Sunday, October 5, 2014

On reading/reviewing papers

(Last update: 17 January 2023)

I've reviewed for PCSC, NCITE, MJST, PeJARD, and others. Although most of the reviewing are unpaid (aka "service"), it is quite fulfilling to be part of the academic peer review process. Reviewing also lets me know what my peers are currently working on. In this post, I describe how I review a paper. 

I don't do any plagiarism check because I assume that the program committee chair/journal editor has performed a "desk check" using current automated tools, like Turnitin, before handing out the paper to the reviewers. I also don't initially read a paper's abstract. 

After reading a paper two times, I consider it well-structured and well-written if I can clearly answer the following at a "high level":
  • What is the problem/research question being addressed?
  • Why is the problem/research question significant or interesting?
  • What are existing solutions to the problem?
  • What is/are the proposed solution(s)?
  • What is the work's main (technical) contribution to the "body of knowledge" in the area?
  • Is the contribution "new" and "significant"?
I do a more thorough reading on the third and fourth passes where I take note of the important claims and check the methods, as well as the results, for correctness. I dissect the technical details of the work "as presented" in the paper. The fifth pass is for validating and double-checking my understanding of the paper. 

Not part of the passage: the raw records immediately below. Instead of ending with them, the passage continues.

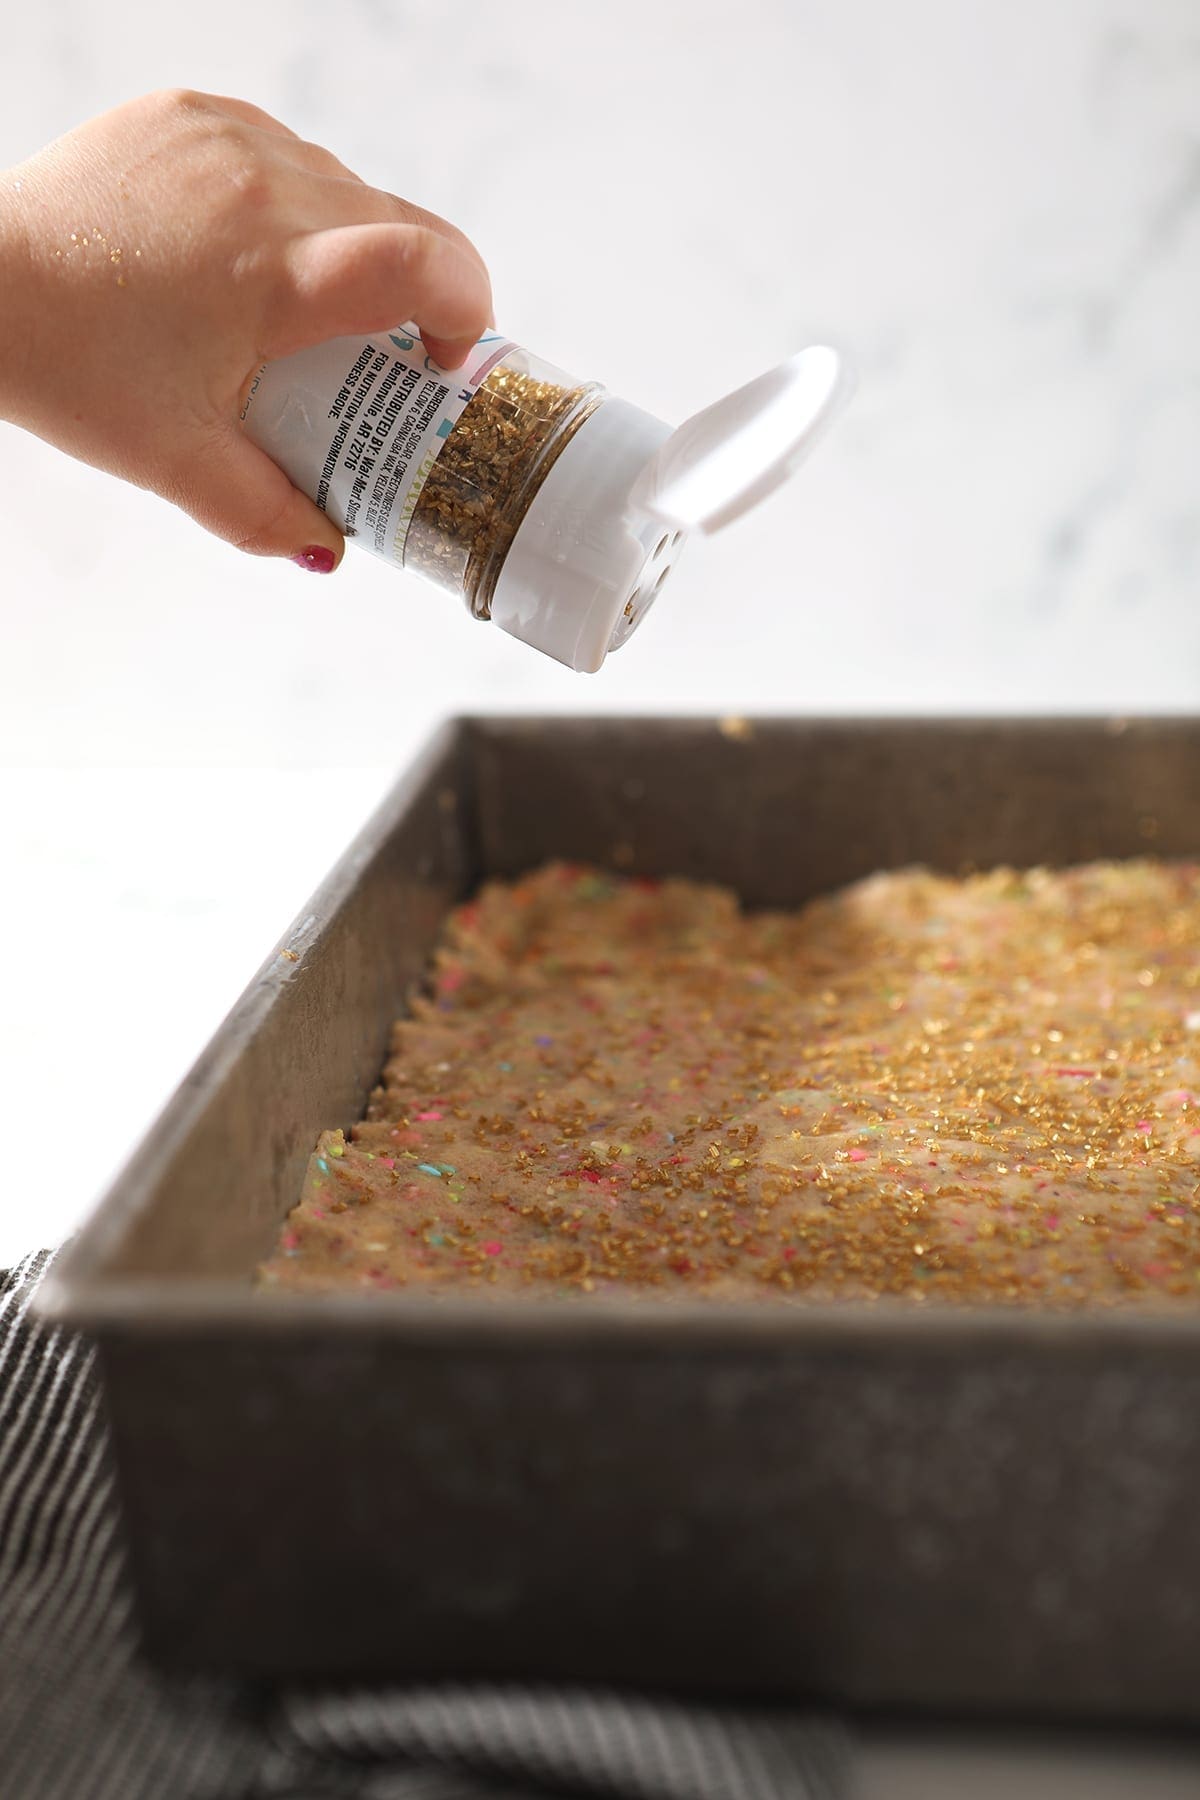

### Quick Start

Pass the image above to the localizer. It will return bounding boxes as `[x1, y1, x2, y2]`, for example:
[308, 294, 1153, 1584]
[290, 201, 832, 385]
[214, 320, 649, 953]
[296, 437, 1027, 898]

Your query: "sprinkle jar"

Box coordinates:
[242, 328, 850, 671]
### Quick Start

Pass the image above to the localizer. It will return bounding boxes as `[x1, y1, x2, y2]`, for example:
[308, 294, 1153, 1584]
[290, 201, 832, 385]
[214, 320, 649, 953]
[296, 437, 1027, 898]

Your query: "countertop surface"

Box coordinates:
[857, 1729, 1200, 1794]
[0, 766, 398, 1265]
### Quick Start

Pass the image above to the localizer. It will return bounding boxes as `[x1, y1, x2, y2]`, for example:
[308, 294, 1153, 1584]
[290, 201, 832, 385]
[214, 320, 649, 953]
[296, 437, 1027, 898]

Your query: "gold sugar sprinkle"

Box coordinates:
[405, 360, 599, 619]
[259, 858, 1200, 1311]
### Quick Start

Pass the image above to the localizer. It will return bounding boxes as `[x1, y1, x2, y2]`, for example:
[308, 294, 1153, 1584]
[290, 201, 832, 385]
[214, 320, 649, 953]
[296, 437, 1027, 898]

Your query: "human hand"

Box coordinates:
[0, 90, 492, 571]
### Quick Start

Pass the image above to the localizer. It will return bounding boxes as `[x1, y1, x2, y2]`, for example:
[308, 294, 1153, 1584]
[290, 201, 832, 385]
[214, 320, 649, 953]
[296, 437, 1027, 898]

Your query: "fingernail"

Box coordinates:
[292, 545, 336, 574]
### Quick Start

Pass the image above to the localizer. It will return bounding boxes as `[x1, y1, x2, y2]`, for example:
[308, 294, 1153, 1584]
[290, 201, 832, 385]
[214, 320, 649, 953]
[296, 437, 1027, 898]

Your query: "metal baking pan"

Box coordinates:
[38, 717, 1200, 1719]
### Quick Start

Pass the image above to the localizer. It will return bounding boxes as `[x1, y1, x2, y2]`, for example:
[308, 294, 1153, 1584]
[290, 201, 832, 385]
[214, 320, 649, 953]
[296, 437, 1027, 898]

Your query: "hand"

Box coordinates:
[0, 90, 492, 570]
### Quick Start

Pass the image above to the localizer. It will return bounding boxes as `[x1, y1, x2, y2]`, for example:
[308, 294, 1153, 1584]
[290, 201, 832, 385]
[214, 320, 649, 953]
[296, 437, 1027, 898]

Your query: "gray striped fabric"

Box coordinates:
[0, 1250, 849, 1800]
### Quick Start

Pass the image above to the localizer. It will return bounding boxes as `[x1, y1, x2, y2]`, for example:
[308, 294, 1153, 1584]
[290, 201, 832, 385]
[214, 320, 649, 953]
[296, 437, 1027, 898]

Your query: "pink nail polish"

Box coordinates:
[292, 545, 336, 574]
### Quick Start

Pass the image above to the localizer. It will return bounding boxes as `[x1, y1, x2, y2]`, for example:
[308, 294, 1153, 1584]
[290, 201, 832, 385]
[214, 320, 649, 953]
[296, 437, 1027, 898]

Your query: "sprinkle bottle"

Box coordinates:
[242, 328, 850, 672]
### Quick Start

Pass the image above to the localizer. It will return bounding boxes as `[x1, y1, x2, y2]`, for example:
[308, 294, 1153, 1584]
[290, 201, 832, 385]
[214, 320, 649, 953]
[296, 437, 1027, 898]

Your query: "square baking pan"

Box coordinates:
[37, 717, 1200, 1718]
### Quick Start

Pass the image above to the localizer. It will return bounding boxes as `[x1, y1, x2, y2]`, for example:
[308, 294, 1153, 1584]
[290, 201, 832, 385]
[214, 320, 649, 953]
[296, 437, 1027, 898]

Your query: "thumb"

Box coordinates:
[170, 425, 346, 571]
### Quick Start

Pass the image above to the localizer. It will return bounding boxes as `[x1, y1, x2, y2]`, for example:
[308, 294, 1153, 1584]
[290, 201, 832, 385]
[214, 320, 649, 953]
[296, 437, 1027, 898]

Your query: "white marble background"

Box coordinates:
[1, 1, 1198, 1238]
[4, 0, 1200, 760]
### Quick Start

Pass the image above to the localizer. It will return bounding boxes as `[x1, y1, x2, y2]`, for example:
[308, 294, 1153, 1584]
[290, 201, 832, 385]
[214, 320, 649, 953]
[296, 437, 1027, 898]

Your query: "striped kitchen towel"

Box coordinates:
[0, 1249, 848, 1800]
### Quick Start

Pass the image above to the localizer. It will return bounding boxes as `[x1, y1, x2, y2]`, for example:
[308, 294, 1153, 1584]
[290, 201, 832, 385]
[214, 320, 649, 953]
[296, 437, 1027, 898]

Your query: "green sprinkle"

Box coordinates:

Once I'm confident about my understanding of the paper, I write my own abstract and compare it to the paper's abstract. 

I accept a paper based on the following: 
  1. The paper is "relevant" to the conference or journal.
  2. The contribution is "significant".
  3. The work is not just a "repeat-experiment" or an "application of existing techniques" on a different dataset or domain. If it is a "repeat-experiment", the "insights" gained from the result are "substantial" and are "extensively" supported by proofs.
  4. Important claims are supported by citations, proofs, or data analysis and interpretation.
  5. The "context of the work" is properly "placed" in relation to other work. Relevant papers are properly cited. I should be able to identify the one (or two) reference(s) which motivated the work. 
  6. The paper uses simple words and sentences. Too much use of jargon  makes a paper difficult to read and thus defeats the purpose of publication: effective and efficient communication of research results.
  7. The paper cites scholarly articles (journal articles, conference proceedings, technical reports), not just web sites. 
  8. I believe I can duplicate the experiments conducted and get the same results using the same dataset, environment, and parameters as the authors' (if I have the resources and given enough time). Plus points if the source code and dataset are made public.
  9. The paper is in the proper format for the conference or journal.
  10. Tables and figures are readable, can stand on their own, and have useful labels and captions.
The above criteria may seem too strict and rigid. However, I believe peers who review my work have even stricter criteria.

As a final note, I always review with the mindset of accepting a submission. In case I reject a paper, I see to it that my written review describes the things that will make me accept the paper if resubmitted.